Labor, a movement of union origin with more of an opposition vocation than a government, remained in command from 1997 until the new millennium occupying the center of British politics (Blair's third way). But after losing power, he turned to traditional socialism with Jeremy Corbyn that scared many voters. Keir Starmer corrected the course to the center left, decontaminating the brand, fighting anti-Semitism, removing toxins and purging his predecessors. Boris Johnson made life difficult for him, with his peculiar cocktail of right-wing culture warfare and economy with social democratic touches of a big state, more taxes and investments in infrastructure to equalize the country, and appeal to the working-class electorate who had trusted him.
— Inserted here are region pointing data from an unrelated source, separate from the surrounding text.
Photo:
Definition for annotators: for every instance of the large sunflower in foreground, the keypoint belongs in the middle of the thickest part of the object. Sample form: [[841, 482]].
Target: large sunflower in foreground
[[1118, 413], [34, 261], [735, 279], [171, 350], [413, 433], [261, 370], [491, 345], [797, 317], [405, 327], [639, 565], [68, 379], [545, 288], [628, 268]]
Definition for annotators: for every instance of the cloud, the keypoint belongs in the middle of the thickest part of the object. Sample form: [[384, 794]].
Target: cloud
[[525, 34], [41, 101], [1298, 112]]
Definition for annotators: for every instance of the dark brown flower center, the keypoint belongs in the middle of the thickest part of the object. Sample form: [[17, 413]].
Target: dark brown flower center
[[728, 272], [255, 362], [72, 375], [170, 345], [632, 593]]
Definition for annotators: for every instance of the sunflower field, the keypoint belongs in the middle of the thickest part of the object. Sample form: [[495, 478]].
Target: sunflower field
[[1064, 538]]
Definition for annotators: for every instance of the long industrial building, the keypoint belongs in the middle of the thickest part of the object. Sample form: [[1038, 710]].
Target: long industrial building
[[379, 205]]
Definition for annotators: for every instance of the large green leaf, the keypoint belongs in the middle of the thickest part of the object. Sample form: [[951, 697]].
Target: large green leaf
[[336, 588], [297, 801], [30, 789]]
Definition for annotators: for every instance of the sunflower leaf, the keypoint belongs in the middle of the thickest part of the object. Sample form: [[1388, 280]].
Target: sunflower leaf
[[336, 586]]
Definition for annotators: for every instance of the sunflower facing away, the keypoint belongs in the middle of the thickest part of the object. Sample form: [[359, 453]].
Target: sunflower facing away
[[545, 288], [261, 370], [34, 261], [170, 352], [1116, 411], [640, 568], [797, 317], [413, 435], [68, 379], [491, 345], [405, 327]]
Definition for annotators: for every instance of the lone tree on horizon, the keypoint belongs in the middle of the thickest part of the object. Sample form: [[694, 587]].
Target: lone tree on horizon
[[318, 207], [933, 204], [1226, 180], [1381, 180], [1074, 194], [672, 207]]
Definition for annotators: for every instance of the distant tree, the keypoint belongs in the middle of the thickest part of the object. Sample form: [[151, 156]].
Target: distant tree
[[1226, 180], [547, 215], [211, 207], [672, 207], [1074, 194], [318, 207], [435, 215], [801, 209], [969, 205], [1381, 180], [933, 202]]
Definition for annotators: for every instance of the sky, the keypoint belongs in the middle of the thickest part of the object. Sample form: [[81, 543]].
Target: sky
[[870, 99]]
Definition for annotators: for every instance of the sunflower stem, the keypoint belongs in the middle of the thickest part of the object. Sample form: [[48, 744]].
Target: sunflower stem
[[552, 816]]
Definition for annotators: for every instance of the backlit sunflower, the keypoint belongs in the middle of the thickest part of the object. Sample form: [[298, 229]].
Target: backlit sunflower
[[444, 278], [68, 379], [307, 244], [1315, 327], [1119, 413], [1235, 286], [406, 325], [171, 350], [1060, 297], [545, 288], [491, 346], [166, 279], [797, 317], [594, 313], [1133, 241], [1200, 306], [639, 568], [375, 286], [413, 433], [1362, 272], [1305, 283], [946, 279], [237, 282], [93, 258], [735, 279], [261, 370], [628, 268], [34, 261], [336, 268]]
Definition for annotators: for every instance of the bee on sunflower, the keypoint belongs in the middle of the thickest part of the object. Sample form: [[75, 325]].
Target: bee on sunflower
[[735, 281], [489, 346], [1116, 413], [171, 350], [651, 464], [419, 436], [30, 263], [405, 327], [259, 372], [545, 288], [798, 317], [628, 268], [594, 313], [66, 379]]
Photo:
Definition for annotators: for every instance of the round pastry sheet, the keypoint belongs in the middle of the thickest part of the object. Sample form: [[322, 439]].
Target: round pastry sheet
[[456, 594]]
But now Truss has gambled all the family jewels in the neoliberal casino.

It is said that it is the governments that lose the elections more than the opposition that wins them, and Starmer already counted on this to turn the tables in January 2024. But now more than ever. Truss and his Chancellor of the Exchequer Kwasi Kwarteng's bid for economic growth at any cost is so high that Labor has become almost a bystander. Either his enemies have found the Holy Grail, and his plan will be so successful that he will become a universal reference model (and there will be no one to remove them from power), or they will crash (as many economists predict) and then Labor will not have more than being there to receive the torch.

“The strategy of the conservatives – reduction of taxes and bonuses for bankers – is not only suicidal but also immoral, they have completely lost control of the economy and the confidence of the markets, you only have to see the fall of the pound, what we are witnessing these days is unprecedented,” said Starmer in the closing speech of the congress. He offered as an alternative the creation of a large public renewable energy company to create jobs and promote sustainable growth, re-establish the 45% rate for the largest fortunes, build affordable housing so that 70% of the British are owners and strengthen the ranks of public health with medical students. No alliance with Scottish nationalists, and no intention of undoing or watering down Brexit (“make it work”). No great canvas to manage the country's chronic decline, at least a few strokes, to be there when the doors of 10 Downing Street are thrown open if Truss runs out of chips at the casino.

The Conservatives have gone so far to the right that they have left a highway from the center to the left of the political landscape. “The objective of growth is very good – he said – and we share it, but the dividing line is who pays for it. The billionaires or the middle and working classes? The energy companies with their huge profits or the families?

El Labour, sunk in misery for three years, believes they are back in power. When he caught up with him in 1964, the new Chancellor of the Exchequer found in his office a note from his predecessor, Reggie Maudling, which read: "Sorry, mate, but there's no money."